Une belle semaine pour le cinéma intelligent! Apres avoir vu, hier, les horreurs de la condition ouvrière en 1970 grâce à l'Etabli, nous découvrons aujourd'hui les horreurs de la société coréenne -en 2016. Ce film, réalisé par July Jung, nous révèle à quel point cette société, du bas en haut des structures sociales, est régie par la dureté, la compétition forcenée et le respect absolu d'une hiérarchie qui peut tout se permettre. Dans les bureaux de chaque structure un énorme tableau montre la position de celle ci parmi ses pairs.... et ça commence au niveau du lycée professionnel -agricole en l'occurrence. Là, il s'agit de compter combien d'élèves terminent leur stage de fin de scolarité, et l'enseignant se démène pour les caser tous. Les garçons, en usine, même si ça ne correspond pas du tout à leur formation, et la plupart démissionnent, c'est trop dur....

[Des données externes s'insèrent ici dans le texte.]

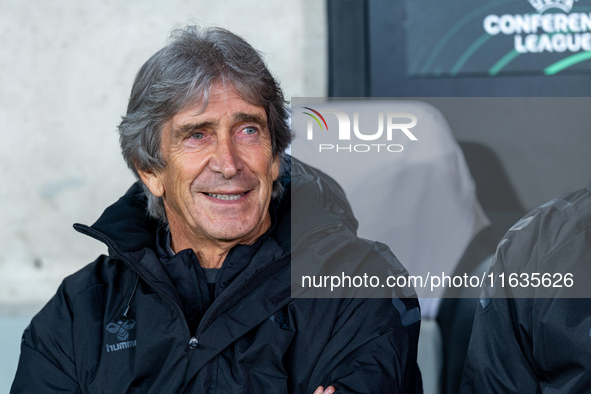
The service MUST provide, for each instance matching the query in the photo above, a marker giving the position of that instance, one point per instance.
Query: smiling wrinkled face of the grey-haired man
(219, 170)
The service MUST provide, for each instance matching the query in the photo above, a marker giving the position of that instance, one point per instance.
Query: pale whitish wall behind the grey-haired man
(66, 70)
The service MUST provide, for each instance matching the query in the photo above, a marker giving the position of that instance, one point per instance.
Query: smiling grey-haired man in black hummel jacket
(194, 296)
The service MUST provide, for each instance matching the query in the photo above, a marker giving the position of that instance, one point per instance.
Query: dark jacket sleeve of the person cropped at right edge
(500, 356)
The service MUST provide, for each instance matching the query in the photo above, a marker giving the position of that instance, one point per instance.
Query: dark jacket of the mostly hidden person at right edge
(532, 343)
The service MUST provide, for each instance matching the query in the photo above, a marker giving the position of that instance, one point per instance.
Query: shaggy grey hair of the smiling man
(180, 75)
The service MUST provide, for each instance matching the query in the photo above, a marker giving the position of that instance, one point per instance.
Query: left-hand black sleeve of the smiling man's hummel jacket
(46, 363)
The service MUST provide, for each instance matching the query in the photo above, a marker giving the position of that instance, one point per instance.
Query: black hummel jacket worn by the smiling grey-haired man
(254, 338)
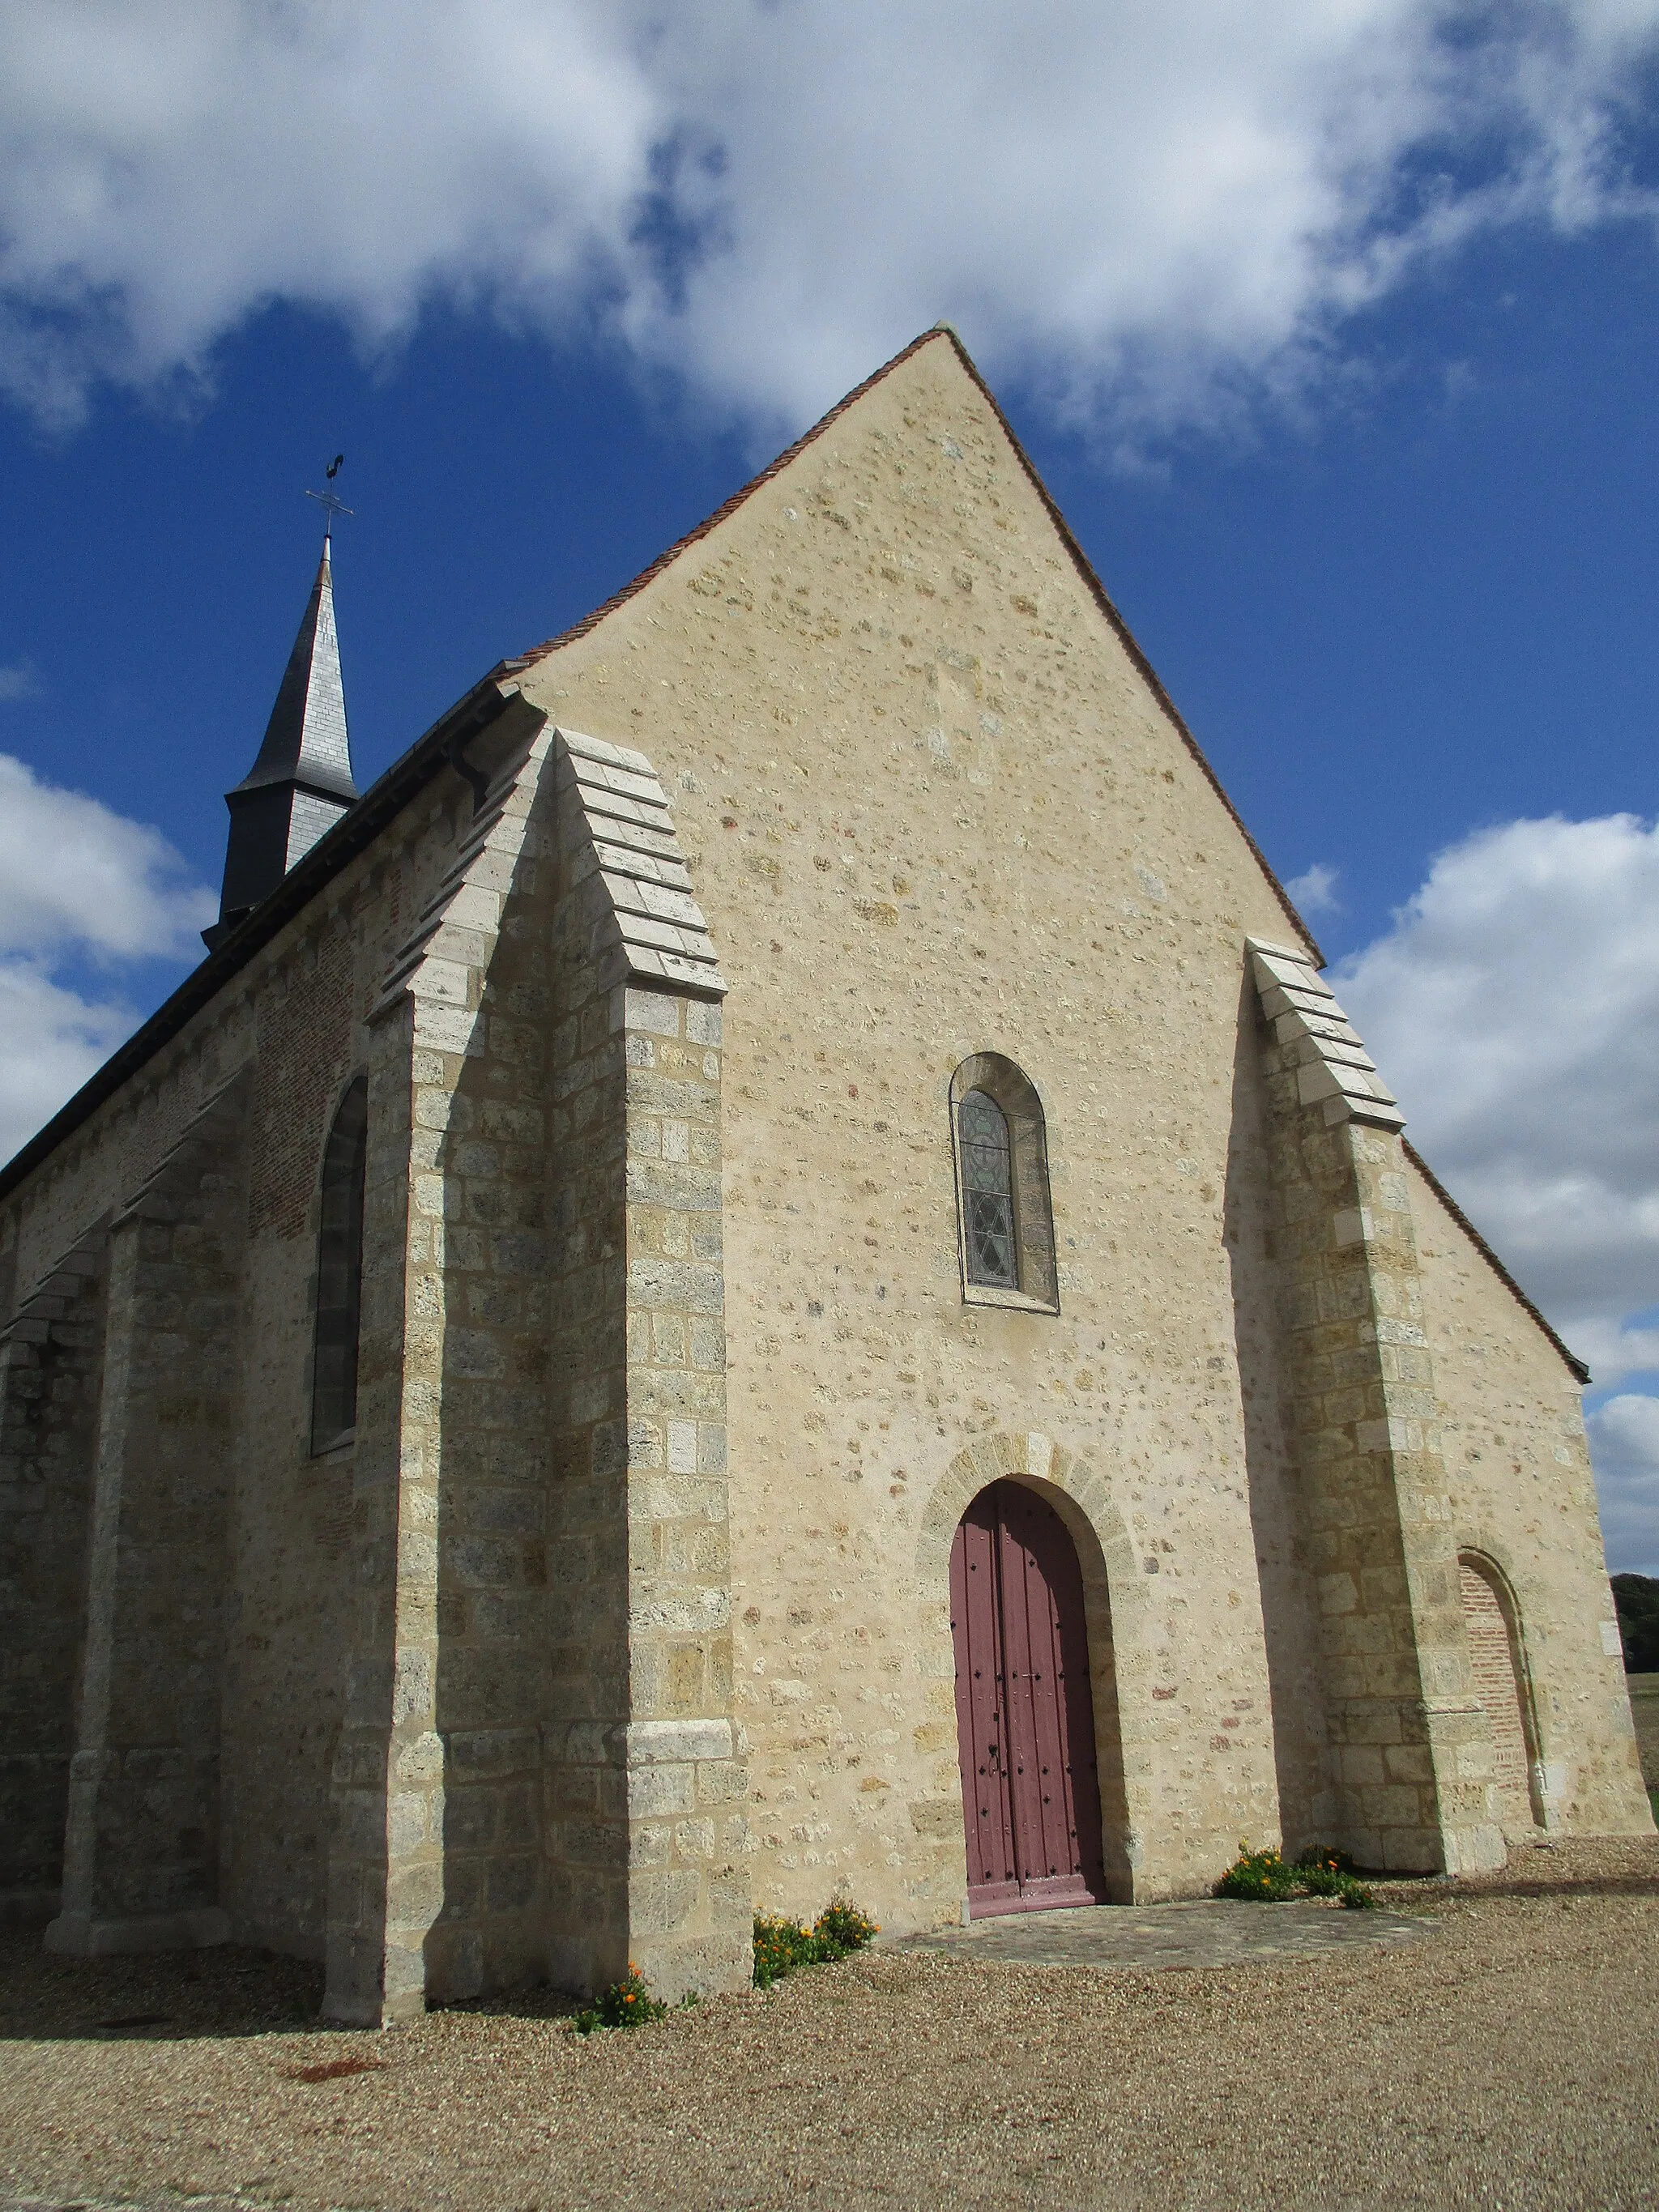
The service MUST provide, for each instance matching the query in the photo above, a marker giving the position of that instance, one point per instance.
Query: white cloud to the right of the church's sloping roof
(1514, 1008)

Parmi les filles, Sohee (Kim Si-eun). Elle vient d'une famille pauvre, père transporteur, mère au foyer, même si ça ne voit pas à l'embauche, avec ses chemisettes au col bien boutonné et ses gilets; elle n'est pas très bonne élève, un peu trop rebelle peut être, mais elle est gaie et elle fait partie d'un groupe où des femmes de tous âges dansent au son de la K-Pop..... Elle va enfin gagner de l'argent!
Elle atterrit dans un centre d'appel pour une société qui vend de l'Internet. Elle est donc chargée de répondre aux clients, en général mécontents, qui appellent pour résilier leur abonnement. Le rôle des conseillères est de persuader le mécontent de ne pas résilier, au moyen de tous les arguments imaginables (tout est écrit!) et même si elles ont au bout du fil un furieux éructant qui les traite de p... et de salope, de lui proposer, puisqu'il n'est pas content, une autre formule qui lui conviendrait très bien. Bien sûr il y a un manager qui écoute toutes les conversations et peut intervenir quand ça dérape trop. Jun Ho (Sim Hee-seop) est plutôt bienveillant. Mais il est soumis aux pressions de sa hiérarchie.... Et le groupe est mal classé! et Sohee est lente! Et elle découvre qu'elle ne touche pas ses primes. Eh oui! Insouciante comme les gens de son age, elle n'a pas lu son contrat en détail Les primes sont retenues et ne sont versées qu'à la fin du stage; comme ça, si le stagiaire démissionne, il n'a droit à rien. Voilà pourquoi le centre n'utilise que des stagiaires, et voilà qui arrange bien le lycée.... Il parait que depuis 2016, suite à cette triste affaire, la législation a changé.
Dans la deuxième partie, on suit Oh Yoo-in (Doona Bae qu'on a déjà vu dans un rôle similaire dans Les bonnes étoiles), inspectrice opiniâtre et déterminée à faire progresser la justice, qui pense qu'un suicide n'arrive jamais comme ça, si par ailleurs tout se passe bien dans la vie familiale, sentimentale et amicale....Le film prend alors un petit tournant vers une enquête policière. Et la police aussi n'aime pas trop faire de vagues.... Vous sortirez essoré de cette plongée dans les dessous d'un pays qu'on nous présente toujours comme exemplaire: les gens n'y font pas la grève..... tout va bien! C'est absolument passionnant, c'est à voir absolument.